Enfin, la dernière orientation définie par le CESE est une gouvernance foncière efficace et efficiente qui, aux niveaux national et régional, dotée d’un cadre de gestion et d’instruments adaptés aux évolutions de la demande. https://www.facebook.com/Medias24/videos/216633036039449/UzpfSTExMzk0OTU1NTM1OTgyNDoyNzA0MDQ3NjA5NjgzMzI2/

Objectif de Productivité du Foncier du MCC

Lors de la discussion du rapport,  des observations portant aussi bien sur la démarche que le contenu,  ont été faites par les participants.

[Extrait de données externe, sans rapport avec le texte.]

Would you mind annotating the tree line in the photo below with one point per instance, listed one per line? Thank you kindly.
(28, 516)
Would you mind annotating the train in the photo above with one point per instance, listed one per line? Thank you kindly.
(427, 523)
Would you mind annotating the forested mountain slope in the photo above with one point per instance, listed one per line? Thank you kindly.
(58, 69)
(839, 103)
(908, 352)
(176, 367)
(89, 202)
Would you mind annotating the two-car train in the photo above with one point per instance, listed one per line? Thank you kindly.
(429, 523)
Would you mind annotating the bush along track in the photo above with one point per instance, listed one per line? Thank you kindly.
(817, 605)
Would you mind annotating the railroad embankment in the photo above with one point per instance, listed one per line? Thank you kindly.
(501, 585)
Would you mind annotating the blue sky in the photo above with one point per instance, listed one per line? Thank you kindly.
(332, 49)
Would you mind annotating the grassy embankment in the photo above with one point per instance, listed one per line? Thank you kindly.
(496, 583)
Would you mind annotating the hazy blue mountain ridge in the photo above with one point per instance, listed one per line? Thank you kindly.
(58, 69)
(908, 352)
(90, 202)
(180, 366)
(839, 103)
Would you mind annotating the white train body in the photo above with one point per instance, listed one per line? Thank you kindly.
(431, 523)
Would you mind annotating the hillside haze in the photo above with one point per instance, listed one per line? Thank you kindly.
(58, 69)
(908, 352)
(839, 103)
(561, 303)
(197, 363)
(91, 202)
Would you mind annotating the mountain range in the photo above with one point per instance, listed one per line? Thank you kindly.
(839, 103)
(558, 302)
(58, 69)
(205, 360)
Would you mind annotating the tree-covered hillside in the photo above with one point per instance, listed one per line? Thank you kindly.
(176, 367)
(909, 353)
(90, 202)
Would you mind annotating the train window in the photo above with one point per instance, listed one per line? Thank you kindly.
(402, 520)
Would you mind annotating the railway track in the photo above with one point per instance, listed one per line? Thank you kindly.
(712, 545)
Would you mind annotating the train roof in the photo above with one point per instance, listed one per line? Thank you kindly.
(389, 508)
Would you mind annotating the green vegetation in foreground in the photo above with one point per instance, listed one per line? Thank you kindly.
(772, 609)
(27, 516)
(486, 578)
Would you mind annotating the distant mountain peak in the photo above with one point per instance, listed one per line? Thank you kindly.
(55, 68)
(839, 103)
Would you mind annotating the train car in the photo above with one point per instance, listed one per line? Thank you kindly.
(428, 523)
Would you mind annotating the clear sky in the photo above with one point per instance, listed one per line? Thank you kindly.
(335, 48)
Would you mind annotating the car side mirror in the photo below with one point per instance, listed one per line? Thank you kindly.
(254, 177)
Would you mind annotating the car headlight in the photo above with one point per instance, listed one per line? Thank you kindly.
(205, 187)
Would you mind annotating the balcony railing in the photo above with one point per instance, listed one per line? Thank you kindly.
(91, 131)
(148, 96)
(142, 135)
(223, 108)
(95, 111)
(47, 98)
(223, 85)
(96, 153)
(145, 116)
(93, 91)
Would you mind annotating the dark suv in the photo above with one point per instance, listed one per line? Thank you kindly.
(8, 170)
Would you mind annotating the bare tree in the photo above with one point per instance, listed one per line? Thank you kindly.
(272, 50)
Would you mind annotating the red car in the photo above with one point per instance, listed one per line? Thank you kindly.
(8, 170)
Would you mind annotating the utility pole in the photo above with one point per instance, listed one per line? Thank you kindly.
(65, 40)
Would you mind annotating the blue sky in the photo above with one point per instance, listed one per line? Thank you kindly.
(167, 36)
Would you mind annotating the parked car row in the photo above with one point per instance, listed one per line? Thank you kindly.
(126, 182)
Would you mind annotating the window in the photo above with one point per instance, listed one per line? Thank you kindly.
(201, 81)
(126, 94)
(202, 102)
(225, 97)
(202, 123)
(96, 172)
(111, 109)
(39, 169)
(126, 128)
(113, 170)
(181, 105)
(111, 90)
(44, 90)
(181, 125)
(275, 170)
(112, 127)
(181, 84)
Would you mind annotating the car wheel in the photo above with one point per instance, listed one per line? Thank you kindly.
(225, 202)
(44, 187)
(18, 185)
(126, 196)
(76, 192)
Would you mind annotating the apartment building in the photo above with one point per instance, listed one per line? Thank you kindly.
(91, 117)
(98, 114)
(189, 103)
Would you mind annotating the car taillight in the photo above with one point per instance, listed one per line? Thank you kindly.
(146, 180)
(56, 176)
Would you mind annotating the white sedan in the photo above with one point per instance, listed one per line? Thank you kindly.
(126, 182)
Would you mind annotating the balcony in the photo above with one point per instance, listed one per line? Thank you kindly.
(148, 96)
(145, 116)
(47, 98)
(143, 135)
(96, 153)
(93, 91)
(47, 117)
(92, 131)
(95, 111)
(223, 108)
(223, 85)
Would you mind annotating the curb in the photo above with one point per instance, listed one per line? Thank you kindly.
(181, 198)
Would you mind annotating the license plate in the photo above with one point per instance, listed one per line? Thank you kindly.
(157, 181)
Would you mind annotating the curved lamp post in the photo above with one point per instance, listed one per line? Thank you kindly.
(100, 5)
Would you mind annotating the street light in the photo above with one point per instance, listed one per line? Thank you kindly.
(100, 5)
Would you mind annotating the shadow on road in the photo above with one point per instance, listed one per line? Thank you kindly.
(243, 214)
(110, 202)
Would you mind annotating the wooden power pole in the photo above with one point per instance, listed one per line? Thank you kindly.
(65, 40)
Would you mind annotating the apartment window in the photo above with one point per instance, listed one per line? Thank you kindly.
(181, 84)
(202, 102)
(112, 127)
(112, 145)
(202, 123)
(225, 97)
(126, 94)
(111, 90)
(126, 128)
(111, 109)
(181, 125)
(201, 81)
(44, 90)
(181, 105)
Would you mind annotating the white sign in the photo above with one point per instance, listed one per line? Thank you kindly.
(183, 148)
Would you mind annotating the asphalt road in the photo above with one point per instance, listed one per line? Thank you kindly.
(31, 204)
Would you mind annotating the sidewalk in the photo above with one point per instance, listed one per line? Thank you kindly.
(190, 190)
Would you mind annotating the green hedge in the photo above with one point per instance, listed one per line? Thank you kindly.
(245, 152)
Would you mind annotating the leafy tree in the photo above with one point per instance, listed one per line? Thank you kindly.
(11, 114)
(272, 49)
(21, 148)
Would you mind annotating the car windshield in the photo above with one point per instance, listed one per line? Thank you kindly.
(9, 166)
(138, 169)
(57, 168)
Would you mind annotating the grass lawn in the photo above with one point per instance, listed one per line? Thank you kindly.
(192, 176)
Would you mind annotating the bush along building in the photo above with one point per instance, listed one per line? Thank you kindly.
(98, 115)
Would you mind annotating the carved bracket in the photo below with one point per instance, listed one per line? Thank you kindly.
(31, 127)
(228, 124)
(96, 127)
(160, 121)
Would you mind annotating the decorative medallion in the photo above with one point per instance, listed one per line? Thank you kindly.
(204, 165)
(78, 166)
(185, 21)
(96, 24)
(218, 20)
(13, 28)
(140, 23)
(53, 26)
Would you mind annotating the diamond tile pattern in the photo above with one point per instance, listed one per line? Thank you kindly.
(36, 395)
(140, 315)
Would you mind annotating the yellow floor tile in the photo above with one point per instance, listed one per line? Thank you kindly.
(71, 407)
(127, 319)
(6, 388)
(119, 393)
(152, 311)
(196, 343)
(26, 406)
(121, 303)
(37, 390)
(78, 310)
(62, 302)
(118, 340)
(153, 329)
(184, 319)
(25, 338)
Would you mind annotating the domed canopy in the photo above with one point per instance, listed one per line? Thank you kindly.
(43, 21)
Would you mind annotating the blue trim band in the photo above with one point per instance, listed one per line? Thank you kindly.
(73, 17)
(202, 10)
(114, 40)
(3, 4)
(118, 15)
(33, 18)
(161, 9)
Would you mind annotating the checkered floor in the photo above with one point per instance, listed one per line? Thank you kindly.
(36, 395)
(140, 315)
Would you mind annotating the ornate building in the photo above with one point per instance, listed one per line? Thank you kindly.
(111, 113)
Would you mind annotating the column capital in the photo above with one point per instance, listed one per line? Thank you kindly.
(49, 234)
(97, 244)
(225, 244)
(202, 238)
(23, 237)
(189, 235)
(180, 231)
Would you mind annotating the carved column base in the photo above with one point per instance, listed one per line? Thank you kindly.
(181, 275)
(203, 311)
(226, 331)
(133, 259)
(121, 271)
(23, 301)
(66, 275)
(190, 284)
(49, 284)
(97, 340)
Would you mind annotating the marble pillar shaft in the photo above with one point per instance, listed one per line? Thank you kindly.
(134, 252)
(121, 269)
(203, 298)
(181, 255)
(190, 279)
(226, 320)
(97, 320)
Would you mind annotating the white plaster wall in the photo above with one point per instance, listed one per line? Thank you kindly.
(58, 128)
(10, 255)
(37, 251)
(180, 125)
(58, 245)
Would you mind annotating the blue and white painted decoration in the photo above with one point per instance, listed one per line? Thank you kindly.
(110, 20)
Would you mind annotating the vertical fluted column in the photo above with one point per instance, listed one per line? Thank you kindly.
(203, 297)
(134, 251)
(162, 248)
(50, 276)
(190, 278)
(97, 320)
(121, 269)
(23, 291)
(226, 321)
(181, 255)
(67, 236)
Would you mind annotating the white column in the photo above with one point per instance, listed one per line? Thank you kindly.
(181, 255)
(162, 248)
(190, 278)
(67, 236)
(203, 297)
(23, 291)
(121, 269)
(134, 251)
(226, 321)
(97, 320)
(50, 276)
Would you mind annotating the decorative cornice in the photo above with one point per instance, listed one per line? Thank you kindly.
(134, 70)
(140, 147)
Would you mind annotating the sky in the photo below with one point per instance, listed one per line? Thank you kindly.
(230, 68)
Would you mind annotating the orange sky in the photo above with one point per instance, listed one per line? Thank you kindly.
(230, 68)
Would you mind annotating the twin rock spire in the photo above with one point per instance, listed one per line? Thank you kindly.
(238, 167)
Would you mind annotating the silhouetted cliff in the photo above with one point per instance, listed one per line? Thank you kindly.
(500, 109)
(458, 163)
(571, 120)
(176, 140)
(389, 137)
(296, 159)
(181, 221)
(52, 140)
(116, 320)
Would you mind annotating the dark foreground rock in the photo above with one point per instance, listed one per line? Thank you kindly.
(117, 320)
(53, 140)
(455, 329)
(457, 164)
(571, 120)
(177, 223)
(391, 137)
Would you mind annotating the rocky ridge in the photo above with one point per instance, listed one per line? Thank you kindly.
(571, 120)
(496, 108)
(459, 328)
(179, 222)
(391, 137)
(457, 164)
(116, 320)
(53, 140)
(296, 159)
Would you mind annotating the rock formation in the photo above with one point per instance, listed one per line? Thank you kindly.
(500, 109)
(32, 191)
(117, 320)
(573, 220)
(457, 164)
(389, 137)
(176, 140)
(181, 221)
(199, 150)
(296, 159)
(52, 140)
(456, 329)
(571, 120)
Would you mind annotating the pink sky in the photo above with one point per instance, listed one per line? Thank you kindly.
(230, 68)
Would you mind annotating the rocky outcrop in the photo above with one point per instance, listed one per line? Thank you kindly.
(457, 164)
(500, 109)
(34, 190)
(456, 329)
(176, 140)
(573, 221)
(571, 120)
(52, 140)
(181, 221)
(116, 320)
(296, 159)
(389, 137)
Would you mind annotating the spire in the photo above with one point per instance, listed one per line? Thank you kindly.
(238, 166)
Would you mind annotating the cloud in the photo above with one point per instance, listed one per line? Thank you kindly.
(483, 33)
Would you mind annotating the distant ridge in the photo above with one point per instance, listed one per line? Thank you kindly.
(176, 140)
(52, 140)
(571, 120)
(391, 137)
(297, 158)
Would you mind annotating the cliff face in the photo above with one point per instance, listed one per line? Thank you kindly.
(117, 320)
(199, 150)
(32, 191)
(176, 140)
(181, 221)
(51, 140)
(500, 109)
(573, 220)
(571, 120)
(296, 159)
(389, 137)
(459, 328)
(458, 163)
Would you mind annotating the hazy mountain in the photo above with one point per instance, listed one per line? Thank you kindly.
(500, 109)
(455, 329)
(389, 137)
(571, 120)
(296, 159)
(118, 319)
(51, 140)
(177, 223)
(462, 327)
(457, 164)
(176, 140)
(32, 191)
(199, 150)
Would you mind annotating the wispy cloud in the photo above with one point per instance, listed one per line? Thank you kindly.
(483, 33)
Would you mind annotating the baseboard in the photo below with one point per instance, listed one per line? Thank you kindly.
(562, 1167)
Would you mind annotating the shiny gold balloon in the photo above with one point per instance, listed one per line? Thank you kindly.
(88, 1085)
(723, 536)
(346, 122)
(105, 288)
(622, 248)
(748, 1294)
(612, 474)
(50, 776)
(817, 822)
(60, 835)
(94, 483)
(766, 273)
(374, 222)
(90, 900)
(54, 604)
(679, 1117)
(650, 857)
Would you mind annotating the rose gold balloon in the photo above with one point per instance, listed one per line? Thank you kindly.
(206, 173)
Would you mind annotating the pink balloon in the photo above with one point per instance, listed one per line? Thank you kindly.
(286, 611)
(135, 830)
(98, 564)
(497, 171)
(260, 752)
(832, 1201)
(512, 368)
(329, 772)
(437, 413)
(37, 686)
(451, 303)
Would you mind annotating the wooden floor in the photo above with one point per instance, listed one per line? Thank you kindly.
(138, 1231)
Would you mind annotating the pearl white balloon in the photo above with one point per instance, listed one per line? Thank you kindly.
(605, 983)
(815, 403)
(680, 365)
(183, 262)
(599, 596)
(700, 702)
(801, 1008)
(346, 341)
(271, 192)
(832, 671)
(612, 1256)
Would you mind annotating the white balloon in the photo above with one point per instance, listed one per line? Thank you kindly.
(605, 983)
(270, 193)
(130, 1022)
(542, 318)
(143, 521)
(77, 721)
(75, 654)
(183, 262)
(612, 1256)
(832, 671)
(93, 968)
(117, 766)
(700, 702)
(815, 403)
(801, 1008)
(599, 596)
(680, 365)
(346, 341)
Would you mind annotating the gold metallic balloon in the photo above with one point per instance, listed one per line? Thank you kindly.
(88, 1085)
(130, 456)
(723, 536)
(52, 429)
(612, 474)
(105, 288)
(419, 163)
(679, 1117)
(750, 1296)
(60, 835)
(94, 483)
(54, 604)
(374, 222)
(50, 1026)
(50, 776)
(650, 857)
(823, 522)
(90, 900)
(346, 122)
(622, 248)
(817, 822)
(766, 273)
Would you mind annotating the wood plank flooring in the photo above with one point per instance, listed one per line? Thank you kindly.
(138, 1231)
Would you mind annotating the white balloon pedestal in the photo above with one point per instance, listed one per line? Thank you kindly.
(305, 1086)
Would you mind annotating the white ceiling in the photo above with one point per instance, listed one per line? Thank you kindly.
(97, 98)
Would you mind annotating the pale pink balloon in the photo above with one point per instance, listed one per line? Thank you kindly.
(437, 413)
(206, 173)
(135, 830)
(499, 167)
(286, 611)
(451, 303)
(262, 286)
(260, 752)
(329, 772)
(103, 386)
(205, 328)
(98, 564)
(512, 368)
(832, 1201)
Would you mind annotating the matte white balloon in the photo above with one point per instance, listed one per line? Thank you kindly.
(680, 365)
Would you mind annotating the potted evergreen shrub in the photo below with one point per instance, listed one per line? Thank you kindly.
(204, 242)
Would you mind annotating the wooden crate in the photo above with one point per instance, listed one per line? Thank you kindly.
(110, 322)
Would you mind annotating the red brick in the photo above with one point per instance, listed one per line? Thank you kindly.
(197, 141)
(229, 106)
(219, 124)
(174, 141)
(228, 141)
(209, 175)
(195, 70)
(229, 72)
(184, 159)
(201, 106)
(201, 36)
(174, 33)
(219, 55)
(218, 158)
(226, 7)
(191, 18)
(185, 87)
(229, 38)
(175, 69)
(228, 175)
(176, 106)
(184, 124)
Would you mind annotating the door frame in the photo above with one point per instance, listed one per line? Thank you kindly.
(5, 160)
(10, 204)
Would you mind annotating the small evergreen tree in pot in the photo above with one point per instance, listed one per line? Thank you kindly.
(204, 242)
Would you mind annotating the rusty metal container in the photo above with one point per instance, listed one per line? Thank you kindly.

On rappelle qu’un débat public a aussi lieu au sujet des réformes foncières. A titre d’exemple , l’échange entre des partis politiques, rapportés ci-dessous :

https://www.yabiladi.com/articles/details/86141/maroc-guerres-declarations-reprennent-entre.html

Conformément aux accords  encadrant les projets de MCC,   des réformes foncières importantes sont  entreprises  dans le cadre du projet Productivité du Foncier, et ce  en dehors du cadre du  chantier de la stratégie foncière  nationale en cours.

Ainsi   trois lois relatives aux  terres collectives (Communautés Soulaliyates) ont été adoptées en 2019.

Par ailleurs le décret d’application de la loi 62-17 sur la tutelle administrative et la gestion des terres collectives est désormais effectif afin de permettre une plus grande valorisation des terres collectives.

En Plus, le Conseil de gouvernement, a examiné un projet de loi relatif aux dispositions spéciales concernant l’acquisition, par des sociétés anonymes ou des sociétés en commandite par actions, de propriétés agricoles ou arables hors des périmètres urbains.

Modifiant ainsi le dahir n°1.59.171 du 12 mai 1959 relatif à l’acquisition d’immeubles par des États étrangers qui limitait l’accès à la propriété rurale aux personnes physiques et morales marocaines.

En effet, le projet de loi n°62-19 autorise les personnes physiques ou les personnes morales régies par la législation marocaine à l’acquisition des terres notamment les collectivités ethniques (soulaliyates) régies par la loi 62.17 relative à la tutelle administrative sur les communautés soulaliyates et la gestion de leurs biens.

https://www.youtube.com/watch?v=gc1FRVZdUfk

https://www.lemonde.fr/afrique/article/2019/11/28/terres-collectives-au-maroc-le-long-chemin-des-femmes-pour-defendre-leurs-droits_6020931_3212.html

Craintes de favoriser l’accaparement des terres

La problématique de l’accaparement des terres sous couvert d’investissement foncier se pose avec acuité, compte tenu de la portée de ce phénomène à l’échelle mondiale, comme le prouve l’actualité récente provenant des divers continents.

http://www.agter.asso.fr/rubrique110_fr.html

Raison pour laquelle le Centre sur les Politiques Foncière en Afrique a produit le Cadre Général et Lignes Directrices sur les Investissements à Grande échelle des Terres en Afrique. Le but étant de formuler les principes essentiels sous-tendant l’élaboration, le contenu et la mise en œuvre de politiques foncières dans les Etats membres africains.

https://www.sosfaim.be/accaparement-de-terres-dodel-lhistoire-dune-victoire/

En plus des lignes directrices  sur les investissements agricoles à grande échelle, le Centre Africain  sur les Politiques Foncières a élaboré  d’autres guides   qui  complètent les cadres et instruments internationaux  disponibles : LGAF,  VGGT, et GLTN utilisés dans l’élaboration de politiques et stratégies foncières.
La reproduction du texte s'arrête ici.